There are a few articles on the web giving information on how to do this using UDP
and curl
, however in my particular scenario I'm having some difficulties.
The first step is to send a UDP
multicast announcement over the network to discover DLNA devices on the network.
The message sent to discover devices is:
M-SEARCH * HTTP/1.1
HOST: 239.255.255.250:1900
MX: 5
Man: "ssdp:discover"
ST: urn:schemas-upnp-org:device:MediaRenderer:1
All lines in this message sent over UDP
should have crlf
line endings and the last line should have an extra crlf
according to this article
That all seems fine. And if the message above is in a file devicediscovery.txt
supposedly it's possible to use netcat
to send out this message:
cat devicediscovery.txt | nc -u -4 239.255.255.250 1900
239.255.255.250:1900
is the multicast address and port over which DLNA
devices communicate.
This all seems fine too, however, as is pointed out in the linked article netcat
ignores the response from the dlna media renderer because there is a mismatch in IP addresses the message is sent out over the dlna multicast address, though the response comes from the router. The article suggests using tcpdump
to capture the response, however I'm on Windows and using Bash on Windows WSL
so tcpdump is not available and such a technique would possibly be complicated when developing a script to automate the dlna connection.
Would it be possible to use two seperate instances of netcat
? One instance sending the message over the dlna multicast address and the other listening for the response from the router?

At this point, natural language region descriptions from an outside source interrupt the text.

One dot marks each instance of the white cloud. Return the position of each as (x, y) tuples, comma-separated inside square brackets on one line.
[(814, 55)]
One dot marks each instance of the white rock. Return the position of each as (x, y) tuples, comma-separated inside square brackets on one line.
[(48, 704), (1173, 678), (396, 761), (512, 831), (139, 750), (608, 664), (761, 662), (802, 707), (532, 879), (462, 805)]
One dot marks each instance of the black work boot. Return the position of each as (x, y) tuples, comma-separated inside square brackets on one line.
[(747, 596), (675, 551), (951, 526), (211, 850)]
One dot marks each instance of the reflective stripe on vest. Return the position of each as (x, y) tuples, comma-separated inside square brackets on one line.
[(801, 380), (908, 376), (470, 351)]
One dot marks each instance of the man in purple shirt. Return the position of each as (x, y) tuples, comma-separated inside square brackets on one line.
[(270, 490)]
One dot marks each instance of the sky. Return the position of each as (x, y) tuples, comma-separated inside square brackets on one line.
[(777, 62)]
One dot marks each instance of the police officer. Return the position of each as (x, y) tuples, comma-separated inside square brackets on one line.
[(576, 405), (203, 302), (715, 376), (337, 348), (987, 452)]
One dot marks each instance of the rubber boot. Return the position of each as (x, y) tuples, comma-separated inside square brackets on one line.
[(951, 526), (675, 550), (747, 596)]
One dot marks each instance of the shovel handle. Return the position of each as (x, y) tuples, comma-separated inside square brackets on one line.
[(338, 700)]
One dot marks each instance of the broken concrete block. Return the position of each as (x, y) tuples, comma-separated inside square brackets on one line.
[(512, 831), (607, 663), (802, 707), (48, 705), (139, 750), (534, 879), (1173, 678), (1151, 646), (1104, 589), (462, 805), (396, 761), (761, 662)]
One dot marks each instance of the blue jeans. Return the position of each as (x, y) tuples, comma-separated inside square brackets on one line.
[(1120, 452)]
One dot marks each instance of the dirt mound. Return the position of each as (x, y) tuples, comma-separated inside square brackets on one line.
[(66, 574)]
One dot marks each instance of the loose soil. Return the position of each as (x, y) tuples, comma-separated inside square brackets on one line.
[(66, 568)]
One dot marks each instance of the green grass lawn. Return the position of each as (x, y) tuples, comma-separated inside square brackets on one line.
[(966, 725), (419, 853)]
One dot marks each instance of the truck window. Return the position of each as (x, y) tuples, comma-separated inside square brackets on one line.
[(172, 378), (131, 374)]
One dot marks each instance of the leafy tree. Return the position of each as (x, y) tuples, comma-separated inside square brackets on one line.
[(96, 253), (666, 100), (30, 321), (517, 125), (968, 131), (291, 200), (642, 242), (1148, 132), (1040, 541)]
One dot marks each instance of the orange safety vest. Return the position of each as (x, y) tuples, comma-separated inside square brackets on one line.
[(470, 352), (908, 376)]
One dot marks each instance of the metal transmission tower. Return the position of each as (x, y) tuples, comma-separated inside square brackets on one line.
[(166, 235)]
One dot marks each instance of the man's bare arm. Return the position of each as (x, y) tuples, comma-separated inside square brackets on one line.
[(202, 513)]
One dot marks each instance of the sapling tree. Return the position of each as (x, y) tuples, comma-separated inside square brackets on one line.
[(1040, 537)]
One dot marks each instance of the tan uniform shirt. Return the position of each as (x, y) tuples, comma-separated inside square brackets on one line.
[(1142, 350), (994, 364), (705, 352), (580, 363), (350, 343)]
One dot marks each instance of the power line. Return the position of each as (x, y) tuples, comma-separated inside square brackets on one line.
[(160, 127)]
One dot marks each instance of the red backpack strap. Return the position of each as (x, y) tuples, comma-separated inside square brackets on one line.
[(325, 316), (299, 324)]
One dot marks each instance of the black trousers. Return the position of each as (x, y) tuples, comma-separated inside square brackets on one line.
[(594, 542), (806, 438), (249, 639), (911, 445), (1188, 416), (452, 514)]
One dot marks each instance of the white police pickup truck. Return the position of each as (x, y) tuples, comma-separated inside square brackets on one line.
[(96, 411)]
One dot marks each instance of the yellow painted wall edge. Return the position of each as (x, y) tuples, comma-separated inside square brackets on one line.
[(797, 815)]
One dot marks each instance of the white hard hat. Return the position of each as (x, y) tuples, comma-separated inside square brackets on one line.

I have tried to get this working, however I'm unsure which port netcat
should be listening on to hear the incomming response. Is there a standard port that netcat
should listen on?
I've tried commands such as: nc -luv 192.168.0.1
, however I get an error Servname not supported for ai_socktype
. I've tried to remedy this by playing around with /etc/services
but had no luck.
What command can I use and how must I configure the system to listen for the response from the search for dlna devices? I'd like to parse the response in a script so that the dlna connection can be automated.
Although you mention issues with DLNA it looks that you are really asking for how to best troubleshoot this.
Network cards don't allow access to incoming traffic unless set in promiscuous mode. Netcat won't be able to do what you need because of this. But, you can use Wireshark to read the traffic on the interface. TCPdump and Wireshark have close ties and almost interchangeable.
I would recommend to use it to troubleshoot further. Ppost the capture (not just a picture) and show where it failed.